Las cuotas del Concello por el parque comarcal enfadan a los municipios vecinos pero Raxoi se muestra firme y astuto
08 ago 2010 . Actualizado a las 02:00 h.Entramos en plenas vacaciones, el momento propicio para que empiecen a salir de debajo de las piedras las serpientes de verano. Parece ser que fue Nessie, el monstruo del lago Ness, el que inspiró este tipo de noticias, aunque más que serpiente es un bicho raro al que cada uno puede ponerle el cuerpo que quiera a partir de su largo cuello. Por ahora no se vislumbra ningún hecho en la esfera política de la ciudad capaz de serpear por las fechas veraniegas. Pero suele haberlos.
El curso se cerró con las fiestas del Apóstolo 2010, muy concurridas. Como de costumbre, dejaron una estela de opiniones de distinto signo y una polémica gobierno local-oposición-Xunta-Multiusos sobre el programa y el supuesto vampirismo de Raxoi. Bailaron las cifras y hasta hubo una evaluación de las capacidades de cada organismo a la hora de atraer a las masas.
A propósito, Pereza reunió a unas tres mil personas en A Quintana. Qué novedad. El dúo madrileño está abonado a ese número. Si los lectores ojean las crónicas de los conciertos ofrecidos por España adelante lo comprobarán. Asistieron tres mil espectadores a cada una de las actuaciones de Pereza en la plaza de toros de Gijón, en Jaén, Aínsa (Aragón), Coliseum de A Coruña, Viveros (Valencia) y (casi 3.000) Santander. Media de concurrentes: tres mil.
Las polémicas más encendidas son las de los bomberos. Es una hoguera que no termina de extinguirse y en el que reaparece siempre el Santiago nutricio, el Concello papá que ha de apagar los fuegos de la comarca ante la mirada beatífica de las altas administraciones y la incendiaria de los municipios del entorno (sobre todo cuando veían ante sus ojos facturas de 229.000 pesetas enviadas por Raxoi en pago a las salidas de sus efectivos).
La comarcalización no es pura quimera. Existió durante unos años, hasta que la tumbaron los jueces. Y funcionó con una cuota alícuota de las administraciones municipales. Esto es, ha habido un reparto solidario del coste comarcal entre todos los beneficiarios del servicio. Las facturas fueron llegando a los Ayuntamientos, que las estacionaron sin más en sus polvorientos archivos.
Santiago ejerció su derecho a cobrar lo acordado, pero los Concellos apelan a otro acuerdo con una instancia superior para no abonar sus deudas: la Diputación provincial. La corporación de Moreda suscribió al parecer un compromiso con los municipios del entorno capitalino para afrontar sus obligaciones. Pero estos, tranquilos como Amancio, no lo alegaron por ningún lado al recibir la notificación de Raxoi.
Lo cierto es que el Ayuntamiento de Santiago se quedó compuesto, sin novia y con las pedorretas de los Concellos. En vez de lamentarse, miró a su alrededor y halló una tabla de salvación en el Equal. Ni corto ni perezoso, Raxoi le ha ido quitando las plumas comarcales al programa europeo y seguirá haciéndolo hasta que la deuda de los municipios quede saldada. La astuta estrategia de Rosa Fernández Somoza, de acuerdo a lo esperado, airó a sus colegas. Cuando menos, la medida es polémica.

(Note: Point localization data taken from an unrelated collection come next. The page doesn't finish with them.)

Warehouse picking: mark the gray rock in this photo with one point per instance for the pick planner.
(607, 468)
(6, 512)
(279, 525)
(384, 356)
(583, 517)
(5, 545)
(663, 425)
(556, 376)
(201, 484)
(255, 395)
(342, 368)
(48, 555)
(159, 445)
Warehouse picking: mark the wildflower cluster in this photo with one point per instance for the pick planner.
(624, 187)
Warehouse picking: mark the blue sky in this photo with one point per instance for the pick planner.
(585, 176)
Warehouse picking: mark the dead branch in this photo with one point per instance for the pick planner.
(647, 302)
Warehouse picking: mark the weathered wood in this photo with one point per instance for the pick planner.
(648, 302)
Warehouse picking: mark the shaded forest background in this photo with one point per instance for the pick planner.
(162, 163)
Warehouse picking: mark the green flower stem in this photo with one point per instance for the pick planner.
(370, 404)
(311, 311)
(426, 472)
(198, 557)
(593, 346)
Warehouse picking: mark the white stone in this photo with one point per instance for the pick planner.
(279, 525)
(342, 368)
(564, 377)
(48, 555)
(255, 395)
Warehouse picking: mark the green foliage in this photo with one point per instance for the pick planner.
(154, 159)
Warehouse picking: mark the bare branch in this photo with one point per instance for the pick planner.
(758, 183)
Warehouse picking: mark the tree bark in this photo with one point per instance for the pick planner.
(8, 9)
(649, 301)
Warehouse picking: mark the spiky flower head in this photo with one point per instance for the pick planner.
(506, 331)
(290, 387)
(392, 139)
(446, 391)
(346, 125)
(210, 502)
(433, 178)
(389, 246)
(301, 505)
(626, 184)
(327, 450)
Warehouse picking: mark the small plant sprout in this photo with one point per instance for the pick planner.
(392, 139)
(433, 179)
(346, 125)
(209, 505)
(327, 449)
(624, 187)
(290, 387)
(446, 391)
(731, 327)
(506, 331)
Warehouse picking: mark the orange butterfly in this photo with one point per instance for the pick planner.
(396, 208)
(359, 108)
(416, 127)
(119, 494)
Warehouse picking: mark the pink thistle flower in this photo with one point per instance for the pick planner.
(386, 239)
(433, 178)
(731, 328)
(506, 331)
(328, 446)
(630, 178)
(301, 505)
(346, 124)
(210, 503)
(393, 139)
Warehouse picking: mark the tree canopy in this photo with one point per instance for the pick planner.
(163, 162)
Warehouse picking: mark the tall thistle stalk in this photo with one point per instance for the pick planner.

Parece necesario aclarar cuanto antes los malos entendidos, comprender que la seguridad es un esfuerzo común y alisar las relaciones. Entretanto, Santiago sigue acudiendo a las llamadas y llamaradas del exterior quedando a veces a dos velas (bueno, así hay menos riesgo de incendio) la ciudad.
Siguiendo con el fuego, a chamusquina huele a esa resolución de la Xunta de Goberno de dar vía libre a los presupuestos municipales. No es que sea sin tiempo, ya que corresponden al 2010 y no del 2011, pero resulta algo extraño el acuerdo en pleno agosto. Así otorga la posibilidad de que también en pleno agosto, y con la canícula en el ambiente, se reúna la corporación para la aprobación de las cuentas. Obviamente habrá menos gente en los graderíos de la ciudad para seguir las evoluciones de los grupos municipales.